How Do We Know What We Know?
If we want to endow machines with knowledge we had better understand what it is. Epistemology, a term first used in 1854, is the branch of philosophy concerned with the theory of knowledge. It is not much studied in the schools these days and certainly not in computer science curriculums.
Traditionally, epistemologists have focused on such concepts as truth, belief and justification as applied to any given assertions. From that perspective it is not much help since previous attempts to put knowledge into machines failed because they treated knowledge as just that, a vast collection of assertions (facts or opinions). That is not knowledge -that is data.
We need to find an organizing structure for all these facts that will transform them into a road map of the world. Since the dawn of civilization there have successive descriptions of the our world or reality.
The ancients created, as beautify articulated by the theorems of the Alexandrian mathematician Ptolemy, an elegant geometric model of the universe with the earth at the center and everything else travelling around it on perfect circles, at a constant velocity. They had to put circles traveling on other circles to make the model match the actual celestial observations – but it worked![1]
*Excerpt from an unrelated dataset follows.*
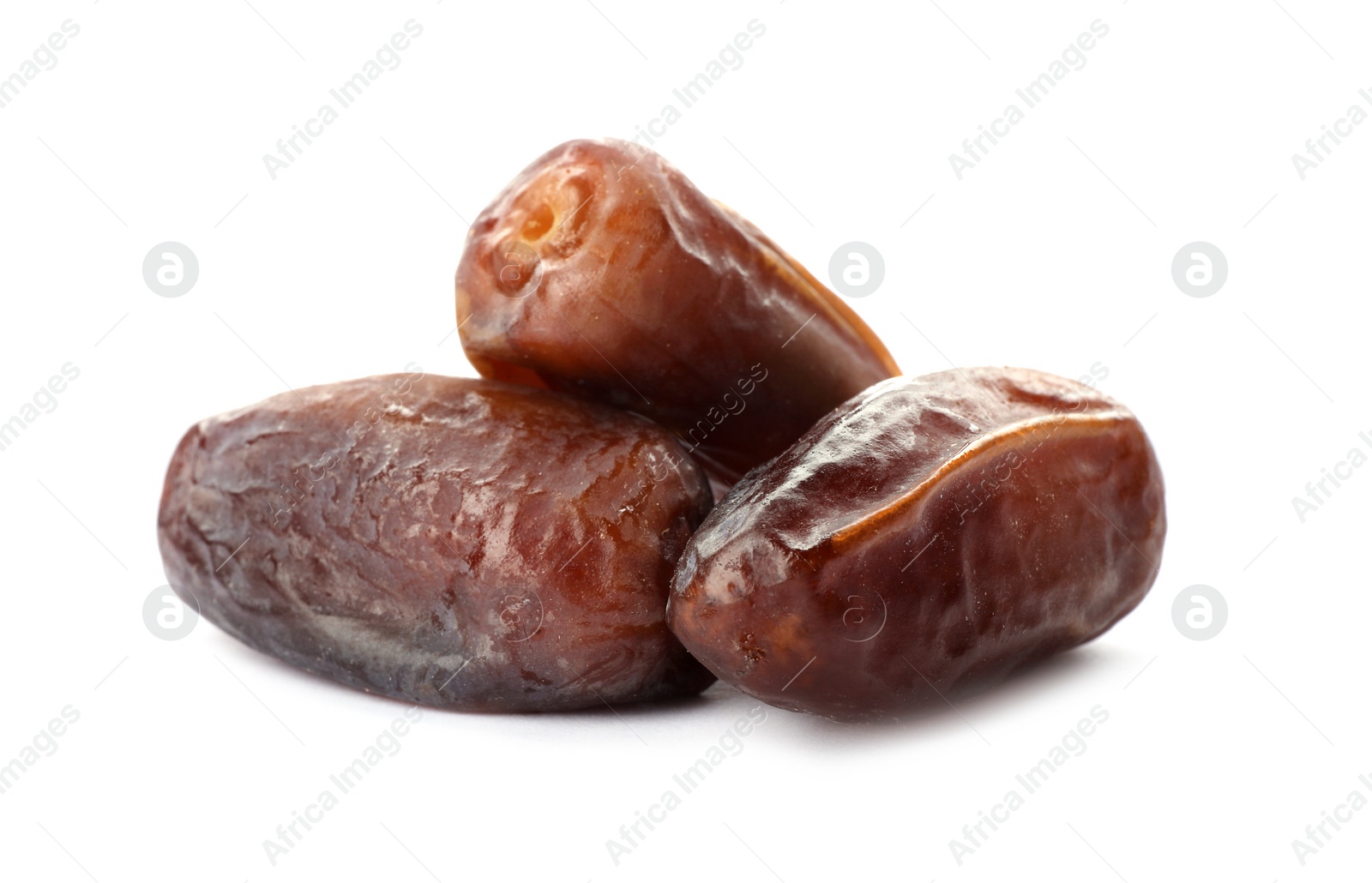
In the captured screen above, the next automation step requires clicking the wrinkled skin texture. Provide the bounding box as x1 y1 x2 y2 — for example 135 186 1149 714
667 369 1166 721
457 140 899 484
158 373 713 712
Later this model was, (what should one say, refuted, replaced, and superseded?) by Newton who placed the sun at the center and exchanged regular circle motion with his 3 laws and universal gravitation. This completely different model worked too and what is more, it not only could predict the observations of the celestial bodies but could explain the trajectory of a dropped apple. You could use it the navigate a spacecraft to the moon: a non-starter for the Ptolemaic system. Later still, Einstein showed us that Newton’s model was just a special case of a more one more general still and in so doing showed us how to navigate a ship to a distant star; a non-starter for the Newtonian system.
But remarkably, the Ptolemaic model enabled seafarers to navigate the globe with a simple instrument, the sextant, and some carefully complied tables of observations. Newtonian mechanics were useless for that task up until the twentieth century and then it required an extremely sophisticated instrument; the Inertial Navigation System.
Each of these worldviews is best described as a model; an intricately constructed representation of something else for the sake of being able to predict the observations. Each one obeyed the scientific method, they started with observations and formulated a hypothesis which could then be used to predict future observations. Today we call such models theories and we do not equate them with truth. And so we should not because their true figure of merit is the problem they solve.
But what is intelligence, that property that we observe in humans to a far greater degree than any other species, but that ability to create knowledge of the world? Knowledge gives us the power to predict the results of our actions and is the ability that has made humans the masters of our world. Among all the ideas that can be considered knowledge, it is scientific “theories” that have given us the greatest power. Science has harnessed the power of atoms and sent ships into space.
Thus, from this perspective, we arrive at a new theory of epistemology, one not focused on truth but on utility. Knowledge gets the job done. The perspective is liberating but it is just the beginning. Theories are models and models have structure. Can we expose the hidden structure of knowledge and apply it as a computable data structure? The answer is yes and in so doing we will transform epistemology from an arcane branch of philosophy to an engineering discipline. We call it Epistemological Engineering; a new branch of computer science.
[1] In so doing they laid the foundation for Fourier Analysis but that invention had to wait for another 2000 or so years. What was the missing piece? Probably it was the notion of infinity. The Greeks were very suspicious of the idea (who can blame them). Fourier Analysis grew out of his work on infinite series and the Greeks just didn’t want to go there.